1979
Karasumaru
第1話 母
父は街で自動車修理工場を営んでいる。
所謂、経営者というやつだ。
しかし、経営者といっても所謂勝ち組ではない。
働いているのは父一人。
僕を養うのがやっとだ。
母はいない。
5年前に亡くなった。
そして、母の遺体を見つけたのは、僕だった。
当時8歳だった僕は、母が僕と父を置いてこの世を去ってしまった事実よりも、その変わり果てた姿にショックを受け、思わず失禁してしまった。
正直にいうと、僕は母のことをよく知らない。
思い返せば、幼稚園の送り迎えも、料理も、洗濯も、掃除もすべて父がやっていた。
朝起きると、母はいなかった。
父は、母が科学者として大学で働いていると言っていた。
僕は半信半疑であった。
母は僕の就寝後に帰宅した。
僕が夜遅くに起きると、いつも母が同じふとんで寝ていた、僕の手を握って。
僕の手を握る母の手の感触。
僕にとっては、母の愛だった。
週末も母は大学に行き、研究に励んでいた。
シャイな人だったのだろうか、それとも、僕が喋り過ぎたのだろうか、母はいつも僕の話を聞いていた。母が話をすることは滅多になかった。

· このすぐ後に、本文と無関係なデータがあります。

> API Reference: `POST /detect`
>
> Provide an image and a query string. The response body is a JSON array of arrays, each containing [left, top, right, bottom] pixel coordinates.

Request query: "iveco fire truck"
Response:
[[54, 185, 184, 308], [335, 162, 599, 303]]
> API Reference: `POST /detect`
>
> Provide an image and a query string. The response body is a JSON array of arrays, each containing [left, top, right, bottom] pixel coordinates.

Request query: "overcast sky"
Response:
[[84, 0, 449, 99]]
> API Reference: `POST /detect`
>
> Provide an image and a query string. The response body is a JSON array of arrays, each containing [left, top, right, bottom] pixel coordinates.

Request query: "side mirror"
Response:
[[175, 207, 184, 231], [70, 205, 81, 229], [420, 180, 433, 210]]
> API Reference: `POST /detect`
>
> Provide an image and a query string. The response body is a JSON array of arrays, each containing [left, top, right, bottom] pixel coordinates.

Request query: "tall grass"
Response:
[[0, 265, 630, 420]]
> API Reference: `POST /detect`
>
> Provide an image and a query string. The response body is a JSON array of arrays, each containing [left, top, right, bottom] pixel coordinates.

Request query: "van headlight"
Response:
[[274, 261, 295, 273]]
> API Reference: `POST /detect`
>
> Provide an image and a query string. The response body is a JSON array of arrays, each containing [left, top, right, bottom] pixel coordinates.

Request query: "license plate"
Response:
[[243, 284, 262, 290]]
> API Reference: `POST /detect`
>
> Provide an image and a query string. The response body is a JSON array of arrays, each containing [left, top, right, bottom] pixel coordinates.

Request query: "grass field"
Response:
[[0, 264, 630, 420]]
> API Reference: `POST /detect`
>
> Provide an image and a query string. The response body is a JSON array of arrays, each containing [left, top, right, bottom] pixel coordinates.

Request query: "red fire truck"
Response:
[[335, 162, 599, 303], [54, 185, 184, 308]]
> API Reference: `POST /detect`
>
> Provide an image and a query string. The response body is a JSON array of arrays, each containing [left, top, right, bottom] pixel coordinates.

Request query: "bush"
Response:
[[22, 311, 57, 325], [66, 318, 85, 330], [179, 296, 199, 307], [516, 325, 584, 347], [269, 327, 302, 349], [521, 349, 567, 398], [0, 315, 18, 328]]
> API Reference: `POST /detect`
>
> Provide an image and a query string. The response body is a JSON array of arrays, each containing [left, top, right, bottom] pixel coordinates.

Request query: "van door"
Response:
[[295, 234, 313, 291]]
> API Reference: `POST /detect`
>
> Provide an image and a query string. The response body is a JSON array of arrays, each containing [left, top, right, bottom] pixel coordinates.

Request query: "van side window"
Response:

母が亡くなる日の前夜、怖い夢にうなされた僕を母は抱きしめた。
赤ちゃんの頃は覚えていないが、恐らく、物心ついてからは母に抱きしめられたのは、あの時が最初で最後であったのではないだろうか。
そして、母は僕の耳元でこう呟いた。
「大丈夫。みんな生きているのが怖いのよ。明日の朝、目が覚めたら勇気を持って、一生懸命生きなさい」
翌日、小学校から帰宅した僕は、ドアのノブにロープをかけ、首を吊った母を見つけた。